答えは現場にあり!技術屋日記

「三方良しの公共事業」をモットーに、辺境の高知のそのまた辺境から、土木技術者のオジさんが泣き笑いの日々を届けます。

『喜劇駅前温泉』を観ながら「土木」を観る

2015年06月16日 | 土木の仕事

 

喜劇駅前温泉』をBS朝日で観る。 

1962年7月公開というから53年前。わたしが4歳のころの映画だ。

飯坂だの岩代熱海だのという地名が随所に出てくるから場所は福島。『無名碑』(曽野綾子)で主人公の土木技師三雲竜起が、田子倉ダムの建設に従事していたころとほぼ同時期の福島である。

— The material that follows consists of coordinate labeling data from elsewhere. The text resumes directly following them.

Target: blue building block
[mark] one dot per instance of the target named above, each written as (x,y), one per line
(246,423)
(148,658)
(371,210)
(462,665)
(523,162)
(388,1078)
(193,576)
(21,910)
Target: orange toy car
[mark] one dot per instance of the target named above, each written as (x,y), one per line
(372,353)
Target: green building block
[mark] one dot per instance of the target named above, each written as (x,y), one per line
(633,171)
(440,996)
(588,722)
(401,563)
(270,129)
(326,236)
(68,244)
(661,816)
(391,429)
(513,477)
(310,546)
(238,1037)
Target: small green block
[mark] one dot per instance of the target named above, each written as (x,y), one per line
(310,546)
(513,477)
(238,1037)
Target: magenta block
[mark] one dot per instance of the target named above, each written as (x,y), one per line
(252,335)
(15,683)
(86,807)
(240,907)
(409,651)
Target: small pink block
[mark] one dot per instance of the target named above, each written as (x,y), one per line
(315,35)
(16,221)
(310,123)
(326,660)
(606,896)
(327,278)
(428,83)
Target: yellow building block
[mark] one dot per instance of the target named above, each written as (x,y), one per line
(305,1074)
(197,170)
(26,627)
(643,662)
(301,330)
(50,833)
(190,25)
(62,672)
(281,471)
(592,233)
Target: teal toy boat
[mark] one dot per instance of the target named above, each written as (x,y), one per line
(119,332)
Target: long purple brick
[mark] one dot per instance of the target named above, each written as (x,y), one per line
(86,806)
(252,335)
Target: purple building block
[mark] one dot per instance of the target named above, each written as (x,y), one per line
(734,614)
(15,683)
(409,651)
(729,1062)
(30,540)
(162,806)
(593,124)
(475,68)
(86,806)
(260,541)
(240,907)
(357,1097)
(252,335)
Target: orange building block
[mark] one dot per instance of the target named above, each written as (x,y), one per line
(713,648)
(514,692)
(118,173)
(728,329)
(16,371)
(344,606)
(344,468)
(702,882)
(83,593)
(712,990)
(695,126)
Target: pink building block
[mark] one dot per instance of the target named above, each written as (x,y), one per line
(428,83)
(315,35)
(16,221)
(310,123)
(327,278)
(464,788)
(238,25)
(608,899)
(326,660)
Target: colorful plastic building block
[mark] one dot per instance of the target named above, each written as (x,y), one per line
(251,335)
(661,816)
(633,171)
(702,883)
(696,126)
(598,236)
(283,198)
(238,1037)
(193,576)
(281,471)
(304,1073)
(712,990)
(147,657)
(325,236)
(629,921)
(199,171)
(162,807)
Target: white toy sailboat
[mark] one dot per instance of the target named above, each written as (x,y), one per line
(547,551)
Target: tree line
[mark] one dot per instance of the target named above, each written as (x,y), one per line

昔の映画(特に昭和20~30年代)は大好きだ。役者を見るのはもちろんなのだが、何よりも風景のたたずまいやそのなかにある構造物(やっぱり特に土木ですネ)を見るのが好きなのだ。

そうなると、映画自体の良し悪しで観てるのかどうなのかよくわからないのだが、そこそこのクオリティーがなければ、観ているうちに飽きてしまい最後まで観ることはできないのだし、ずっと土木構造物ばかりが出ているわけではないのだから、映画を観ていることには違いない。

 

 

構造物を観る。

土木屋たるわたしたちがつくるモノは、単なる構造物のみならず、「場」としての「モノ」なのだ、とかナントカいうわたしだが、それと同時に、技術屋たるもの、デティールにこだわりを持てないようだったらすぐさま職替えを考えたほうがいいと、そうも思う。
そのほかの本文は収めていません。